The proposals for compromise between the House and the Senate on the farm bill need Congressional Budget Office (CBO) scores, said Senate Agriculture Committee Chairman Debbie Stabenow (D-MI) this week.  Stabenow also said that the meeting on Wednesday with the other three principal farm bill negotiators – Senate Agriculture Committee Ranking Member Thad Cochran (R-MS), House Agriculture Committee Chairman Frank Lucas (R-OK), and House Ranking Member Collin Peterson (D-MN) has been a good discussion about a broad framework, but that the bill needed to be scored by CBO. Asked whether the four principals would meet Tuesday when the House and Senate return after Veterans Day, Stabenow said the four are in constant communication.

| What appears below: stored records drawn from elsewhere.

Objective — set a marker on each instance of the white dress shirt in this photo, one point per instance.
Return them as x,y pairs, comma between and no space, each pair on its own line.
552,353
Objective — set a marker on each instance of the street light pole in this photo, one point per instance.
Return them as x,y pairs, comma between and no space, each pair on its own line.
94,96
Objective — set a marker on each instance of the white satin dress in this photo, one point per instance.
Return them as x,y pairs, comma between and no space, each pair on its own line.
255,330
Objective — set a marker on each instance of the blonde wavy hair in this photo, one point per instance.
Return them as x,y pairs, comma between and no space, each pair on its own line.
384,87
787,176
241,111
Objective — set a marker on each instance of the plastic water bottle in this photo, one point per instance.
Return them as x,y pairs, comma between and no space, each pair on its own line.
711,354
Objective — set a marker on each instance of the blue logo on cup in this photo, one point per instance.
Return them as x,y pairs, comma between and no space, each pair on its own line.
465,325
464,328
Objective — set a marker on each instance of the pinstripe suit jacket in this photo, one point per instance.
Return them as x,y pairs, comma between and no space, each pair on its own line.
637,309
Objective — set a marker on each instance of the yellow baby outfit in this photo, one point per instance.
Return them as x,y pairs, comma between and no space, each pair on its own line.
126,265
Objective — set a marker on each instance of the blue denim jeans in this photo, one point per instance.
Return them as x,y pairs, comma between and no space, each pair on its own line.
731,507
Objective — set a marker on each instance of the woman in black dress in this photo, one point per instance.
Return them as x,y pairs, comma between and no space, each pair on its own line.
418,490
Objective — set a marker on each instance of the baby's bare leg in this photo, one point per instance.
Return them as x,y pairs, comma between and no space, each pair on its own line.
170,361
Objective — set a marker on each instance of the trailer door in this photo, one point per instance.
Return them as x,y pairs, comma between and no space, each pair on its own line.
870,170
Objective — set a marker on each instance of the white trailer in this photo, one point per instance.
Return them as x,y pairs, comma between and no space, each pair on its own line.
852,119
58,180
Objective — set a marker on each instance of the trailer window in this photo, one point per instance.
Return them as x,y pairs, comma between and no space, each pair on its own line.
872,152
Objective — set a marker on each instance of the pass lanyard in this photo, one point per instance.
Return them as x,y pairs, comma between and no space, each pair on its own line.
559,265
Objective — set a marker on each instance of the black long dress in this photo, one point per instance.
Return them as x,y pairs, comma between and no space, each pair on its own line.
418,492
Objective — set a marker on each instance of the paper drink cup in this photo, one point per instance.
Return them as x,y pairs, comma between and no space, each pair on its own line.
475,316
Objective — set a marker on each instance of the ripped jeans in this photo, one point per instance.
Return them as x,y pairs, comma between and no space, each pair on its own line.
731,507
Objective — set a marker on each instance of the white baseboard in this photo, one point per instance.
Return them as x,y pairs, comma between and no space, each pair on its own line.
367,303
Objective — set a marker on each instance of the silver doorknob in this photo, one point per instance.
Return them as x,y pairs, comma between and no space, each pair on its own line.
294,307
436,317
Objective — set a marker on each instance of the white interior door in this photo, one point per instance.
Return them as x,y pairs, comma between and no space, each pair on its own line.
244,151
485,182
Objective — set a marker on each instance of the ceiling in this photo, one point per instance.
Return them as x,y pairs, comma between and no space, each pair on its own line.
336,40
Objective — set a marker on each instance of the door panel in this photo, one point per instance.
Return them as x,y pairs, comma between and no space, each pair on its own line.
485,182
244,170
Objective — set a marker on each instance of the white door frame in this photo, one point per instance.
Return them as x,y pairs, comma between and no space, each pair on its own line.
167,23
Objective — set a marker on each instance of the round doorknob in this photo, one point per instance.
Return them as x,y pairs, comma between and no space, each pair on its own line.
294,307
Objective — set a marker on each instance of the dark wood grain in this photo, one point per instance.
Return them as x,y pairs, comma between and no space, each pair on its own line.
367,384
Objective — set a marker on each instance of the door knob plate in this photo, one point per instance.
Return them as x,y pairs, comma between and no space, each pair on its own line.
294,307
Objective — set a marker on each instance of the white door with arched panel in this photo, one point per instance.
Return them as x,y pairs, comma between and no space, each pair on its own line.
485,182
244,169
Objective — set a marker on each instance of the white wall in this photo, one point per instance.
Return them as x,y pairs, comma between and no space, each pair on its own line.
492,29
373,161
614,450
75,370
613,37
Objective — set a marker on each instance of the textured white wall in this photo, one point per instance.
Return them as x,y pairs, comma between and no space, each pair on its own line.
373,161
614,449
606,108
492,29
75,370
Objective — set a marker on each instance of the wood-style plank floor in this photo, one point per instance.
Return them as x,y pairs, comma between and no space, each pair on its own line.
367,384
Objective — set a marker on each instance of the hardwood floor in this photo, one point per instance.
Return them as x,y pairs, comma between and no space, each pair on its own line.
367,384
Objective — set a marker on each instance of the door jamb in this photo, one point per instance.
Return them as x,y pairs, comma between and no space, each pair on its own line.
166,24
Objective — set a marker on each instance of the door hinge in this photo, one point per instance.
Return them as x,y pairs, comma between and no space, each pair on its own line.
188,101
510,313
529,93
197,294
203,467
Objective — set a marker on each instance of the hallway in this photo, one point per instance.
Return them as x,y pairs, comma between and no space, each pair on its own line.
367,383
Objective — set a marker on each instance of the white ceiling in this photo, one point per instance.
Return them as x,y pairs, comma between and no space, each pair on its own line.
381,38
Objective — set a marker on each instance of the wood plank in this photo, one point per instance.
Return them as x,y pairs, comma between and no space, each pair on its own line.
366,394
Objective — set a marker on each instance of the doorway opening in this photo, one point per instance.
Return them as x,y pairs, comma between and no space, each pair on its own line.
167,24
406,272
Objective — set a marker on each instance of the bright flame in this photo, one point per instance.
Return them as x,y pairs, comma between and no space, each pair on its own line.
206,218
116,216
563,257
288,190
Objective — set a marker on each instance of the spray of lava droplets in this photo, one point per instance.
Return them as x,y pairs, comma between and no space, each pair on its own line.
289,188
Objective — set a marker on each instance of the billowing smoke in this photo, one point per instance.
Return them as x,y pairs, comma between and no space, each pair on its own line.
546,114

The two weeks beginning this Tuesday are likely to determine whether Congress will finish the farm bill this year. Both the House and the Senate will be in session during that time, but both chambers are scheduled to leave on November 22 for the Thanksgiving break. That schedule would mean that members would return on December 9 for another two-week session before they are expected to depart on December 20 for the Christmas and New Year’s holidays.

Although the House- and Senate-passed farm bills do not expire at the end of December because the congressional session will continue for another year, Congress is under pressure to finish the farm bill by then.  That pressure is, in part, to avoid another round of headlines about milk prices skyrocketing if permanent farm laws from 1938 and 1949 go into effect.

Congress only has until January 15 to figure out how to fund the government for the remainder of the fiscal year or face another government shutdown, as the continuing resolution that funds the government at the present time expires on that date. Presently, the Senate is expected to return January 6, while the House is scheduled to come back into session on January 7.